First, let me hearken back to the sixties to say that yesterday’s 49 Writers poetry discussion was a mind-blowing experience. So many poets, so many great thoughts. I expect to return often to the archived discussion. Many thanks to all who participated.
One of the topics batted about in the poetry discussion was voice, the topic of our upcoming 49 Writers Workshop. I promise, really promise, to get to a full blog post on the workshop next week. In the meantime, to address questions that have come our way recently – yes, we still have a few slots open in the workshop, which begins January 30. Follow the link to the registration form, or email me at debv@gci.net for a form-fill copy.

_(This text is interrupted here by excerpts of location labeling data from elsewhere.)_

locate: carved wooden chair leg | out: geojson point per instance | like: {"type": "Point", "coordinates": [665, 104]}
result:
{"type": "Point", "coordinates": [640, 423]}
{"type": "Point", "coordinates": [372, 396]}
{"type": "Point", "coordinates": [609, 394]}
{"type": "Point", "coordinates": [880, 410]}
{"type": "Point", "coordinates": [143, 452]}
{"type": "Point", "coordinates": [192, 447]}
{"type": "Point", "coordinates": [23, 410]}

Speaking of workshops, thanks to all who took time to vote in our online poll of workshop topics. Top vote-getters include Revision Bootcamp, Great Beginnings: The First Five Pages, and Jumpstart Your Writing. With fiscal sponsorship from Alaska Center for the Book, we’re pursuing funding to offer one of these workshops this spring. We’ll keep you posted.
With a fond – but not permanent – farewell to our online poetry discussion, we’re also looking ahead to our next 49 Writers online book club selection. Next week I’ll open a post for nominations of the next book to be read, so be thinking of books you’d like to put up for consideration.
Peter Porco’s first full-length play, Wind Blown and Dripping, opens tonight and runs through January 24 at Cyrano’s Off-Center Playhouse in downtown Anchorage. The play is set in a newsroom in the Aleutians (Adak Island) where famous detective-story novelist Dashiell Hammett (The Maltese Falcon) lived for a time while he ran a military newspaper during World War II. Porco, who received his MFA from UAA in literary nonfiction in 1992, worked as a writer and editor at the Anchorage Daily News before taking up drama. He also teaches slam poetry at UAA and is founder of the Alaska Poetry League.
New from the University of Alaska Press is Apun: The Arctic Snow, by Matthew Sturm, introducing children to the science of snow as well as the acquired knowledge of the Iñpuiaq Eskimos who call the Arctic home. Also available is a teacher’s guide explaining the drawings in detail, amplifying key points and adding background material. Dr. Sturm has researched snow in Alaska and northern Canada for 25 years and has travelled long distances across the Arctic by snowmachine.
Anchorage nature writer and author Bill Sherwonit will teach a 12-week nature writing class beginning Jan. 21, in the Sierra Club office downtown. Participants in this workshop-style class will explore and refine their own writing styles, with an emphasis on the personal essay form. The class will also read and discuss works by some of America’s finest nature writers, past and present. The cost is $200. To sign up for this Thursday night class (7 to 9:30 p.m.), or for more information, contact Sherwonit at 245-0283 or akgriz@hotmail.com.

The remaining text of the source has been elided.